The Pieds-rouges (Red feet) was a term for volunteers mainly of French nationality who travelled to Algeria after the Algerian War of Independence. They consisted of Trotskyists, Christian leftists and other communists who viewed Algeria as a base for revolutionary socialist activity.

The term is a combination of Pieds-noirs, a term used for colonial French settlers in Algeria, and rouge (red) for the left-wing sentiments of the volunteers. There is dispute over who coined the term. Kateb Yacine, the Algerian playwright and writer, is one of the contenders, along with the journalist Edmond Brua.

The emigration was encouraged by the National Liberation Front (FLN) to promote its Third World Project and gain practical knowledge from the thousands of educated immigrants.

Many of the Pieds-rouges left their home countries (Mainly France, but others did come from Spain, Malta and Italy) with little knowledge of the country they were arriving in.
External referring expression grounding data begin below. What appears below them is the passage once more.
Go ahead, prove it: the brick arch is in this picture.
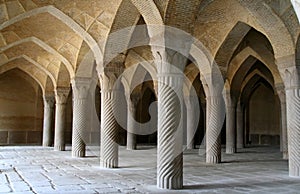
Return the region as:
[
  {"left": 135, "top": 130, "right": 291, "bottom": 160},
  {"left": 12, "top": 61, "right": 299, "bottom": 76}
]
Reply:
[
  {"left": 0, "top": 37, "right": 74, "bottom": 77},
  {"left": 228, "top": 46, "right": 282, "bottom": 85},
  {"left": 0, "top": 55, "right": 56, "bottom": 87},
  {"left": 0, "top": 5, "right": 102, "bottom": 76},
  {"left": 0, "top": 63, "right": 46, "bottom": 93}
]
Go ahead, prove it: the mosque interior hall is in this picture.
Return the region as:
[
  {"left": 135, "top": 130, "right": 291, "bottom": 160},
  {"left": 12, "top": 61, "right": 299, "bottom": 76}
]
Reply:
[{"left": 0, "top": 0, "right": 300, "bottom": 193}]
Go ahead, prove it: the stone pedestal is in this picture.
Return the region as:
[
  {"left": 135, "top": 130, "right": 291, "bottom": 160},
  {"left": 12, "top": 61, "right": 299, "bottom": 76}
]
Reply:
[
  {"left": 42, "top": 95, "right": 55, "bottom": 147},
  {"left": 54, "top": 88, "right": 69, "bottom": 151}
]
The Pieds-rouges were just one of the many emigré groups based in Algeria. Many ant-imperialist groups, including the Black Panther Party, were supported by the Algerians as part of president Ahmed Ben Bella's program of supporting leftist groups across the world. The nationalist rebel Amilcar Cabral from Guinea-Bissau once called Algiers the Mecca of Revolution.

The influx of communist militants and other revolutionaries into the urban centres of Algeria created a revolutionary atmosphere described as "the historical continuation of the October Revolution."

Some famous Pieds-rouges included anti-colonialist journalist Henri Alleg, Jeanson network member Hélène Cuenat, Gérard Chaliand and Marceline Loridan-Ivens.

After the 1965 Algerian coup d'état and the deposition of Ben Bella by Houari Boumédiéne, the Third World Project ended and many of the Pieds rouges faced oppression and persecution in Algeria and returned to France.